Two-Wheel Drifting Through Long, Fast Turns with Sean Hamblin
Intro and Photos by Garth Milan
Turns on motocross tracks are often deceiving. For instance, slow, rutted corners appear much more difficult to rail through than long, sweeping ones without grooves because of the intimidation factor associated with the ruts. However, fast and sweeping turns are sometimes actually tougher to keep pace in and require a completely different method of riding altogether due to their lack of traction and banking—there’s nothing to “lay your bike into. The high amount of speed doesn’t help matters, either, making these corners even more scary and intimidating due to the sheer velocity being achieved.

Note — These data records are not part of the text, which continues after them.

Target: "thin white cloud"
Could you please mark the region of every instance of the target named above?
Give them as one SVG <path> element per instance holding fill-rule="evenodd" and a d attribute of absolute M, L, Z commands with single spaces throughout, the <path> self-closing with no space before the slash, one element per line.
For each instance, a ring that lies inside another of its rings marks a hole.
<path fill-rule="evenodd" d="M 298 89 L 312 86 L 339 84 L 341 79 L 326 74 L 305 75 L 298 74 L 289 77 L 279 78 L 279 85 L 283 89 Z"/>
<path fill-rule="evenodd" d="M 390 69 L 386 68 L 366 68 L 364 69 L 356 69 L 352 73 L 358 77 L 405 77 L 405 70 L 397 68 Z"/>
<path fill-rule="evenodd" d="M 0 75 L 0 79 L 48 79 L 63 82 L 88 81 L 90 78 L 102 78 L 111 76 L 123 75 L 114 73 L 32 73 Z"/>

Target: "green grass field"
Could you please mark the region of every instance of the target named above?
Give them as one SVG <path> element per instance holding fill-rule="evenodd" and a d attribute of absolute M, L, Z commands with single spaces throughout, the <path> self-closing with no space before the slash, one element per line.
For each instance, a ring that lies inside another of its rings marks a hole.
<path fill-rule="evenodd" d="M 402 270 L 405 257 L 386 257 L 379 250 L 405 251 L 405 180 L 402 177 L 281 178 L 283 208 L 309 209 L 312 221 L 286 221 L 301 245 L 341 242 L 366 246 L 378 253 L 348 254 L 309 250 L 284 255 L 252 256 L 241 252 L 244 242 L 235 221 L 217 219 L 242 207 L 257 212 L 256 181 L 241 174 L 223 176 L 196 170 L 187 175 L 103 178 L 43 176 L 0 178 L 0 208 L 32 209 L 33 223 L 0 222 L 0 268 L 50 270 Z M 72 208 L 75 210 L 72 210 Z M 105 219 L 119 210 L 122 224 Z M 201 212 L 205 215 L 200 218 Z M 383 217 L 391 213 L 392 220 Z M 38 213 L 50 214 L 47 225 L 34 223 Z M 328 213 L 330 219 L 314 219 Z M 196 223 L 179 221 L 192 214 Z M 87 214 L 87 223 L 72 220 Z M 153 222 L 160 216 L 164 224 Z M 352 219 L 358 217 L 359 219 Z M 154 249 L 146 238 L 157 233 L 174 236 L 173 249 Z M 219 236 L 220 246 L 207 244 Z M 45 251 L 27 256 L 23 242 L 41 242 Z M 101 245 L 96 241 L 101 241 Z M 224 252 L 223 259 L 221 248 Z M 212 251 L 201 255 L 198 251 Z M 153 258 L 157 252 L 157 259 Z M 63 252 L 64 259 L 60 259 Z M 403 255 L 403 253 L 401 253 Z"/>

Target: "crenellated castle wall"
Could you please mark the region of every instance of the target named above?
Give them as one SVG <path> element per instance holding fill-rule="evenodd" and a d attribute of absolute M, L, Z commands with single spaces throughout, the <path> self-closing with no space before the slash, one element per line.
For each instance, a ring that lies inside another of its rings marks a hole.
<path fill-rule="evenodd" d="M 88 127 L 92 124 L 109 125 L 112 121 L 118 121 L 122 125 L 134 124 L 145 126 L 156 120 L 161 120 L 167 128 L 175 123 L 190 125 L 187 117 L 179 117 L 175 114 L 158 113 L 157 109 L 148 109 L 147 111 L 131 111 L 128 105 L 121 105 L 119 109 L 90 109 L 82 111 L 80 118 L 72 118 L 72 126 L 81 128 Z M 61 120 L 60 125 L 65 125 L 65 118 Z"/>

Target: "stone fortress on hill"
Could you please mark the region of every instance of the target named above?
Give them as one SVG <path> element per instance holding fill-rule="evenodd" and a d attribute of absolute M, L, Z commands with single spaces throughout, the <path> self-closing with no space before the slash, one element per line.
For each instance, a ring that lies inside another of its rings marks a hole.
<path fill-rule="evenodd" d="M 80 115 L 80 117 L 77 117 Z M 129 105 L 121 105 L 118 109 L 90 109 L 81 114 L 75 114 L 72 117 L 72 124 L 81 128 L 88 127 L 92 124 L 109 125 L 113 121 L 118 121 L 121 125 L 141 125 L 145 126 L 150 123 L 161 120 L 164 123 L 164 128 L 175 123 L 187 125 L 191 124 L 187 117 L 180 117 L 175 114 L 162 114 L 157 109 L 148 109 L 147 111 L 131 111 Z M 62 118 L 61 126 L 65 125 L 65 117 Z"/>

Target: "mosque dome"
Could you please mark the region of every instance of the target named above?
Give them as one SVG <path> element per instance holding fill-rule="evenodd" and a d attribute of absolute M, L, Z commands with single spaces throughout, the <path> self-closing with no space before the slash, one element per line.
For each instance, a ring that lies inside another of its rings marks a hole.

Never is this rule truer than on turns like the one Sean Hamblin is shredding through in the accompanying photos. The size and length of this elongated berm made it tough enough to go fast through, but consider that the turn is nowhere near banked enough to lock into and is slipperier than a banana peel and things really start to get tough! With no ruts or loam to depend on, Hamblin was forced to make use of his throttle, clutch, and body positioning to go ridiculously fast through this normally awkward and slow turn. Pay attention; even if you don’t take corners like Sean does yet, by studying his technique someday you too might be doing a little two-wheel drifting of your own…
COMIN’ IN HOT!
“I enter this corner on the gas, going fast from the long straightaway before it. As I come in, I realize that there’s not much traction here and nothing to lay the bike into, so I need to be ready to lose traction; it’s inevitable. To prepare I get my lower body in the center of the seat and put my head and shoulders slightly over the front of the bike. This way I can pivot the bike around my head and shoulders and use them as a center balancing point. I drop the bike over slightly and start leaning into it, but at the same time I put pressure on the outside peg to keep things balanced.
DOWNSHIFT TO SLIDE
“The key to going fast through this turn is to downshift quick enough to get your rear end to slightly break loose, kind of like the Super Moto guys do when they enter corners. I give the bike two quick downshifts, letting the clutch out fast and keeping the bike at high rpm. Combined with the leaning I’m already doing, this starts my two-wheeled slide. You basically have to create your own traction through balancing the bike once it starts sliding, but after a few times practicing this it becomes much easier. Remember to use your legs when steering—this always helps.
EASE IT ON
“I always keep one finger on the clutch just in case the back end starts to break loose or I suddenly need more power, and beyond that I am very careful with throttle application. Ease it on; don’t just pin it, or you’ll wind up doing a big donut halfway through. I also like to get low on the bike, and while I’m getting on the gas I make sure to stay balanced and centered so I can react to traction changes.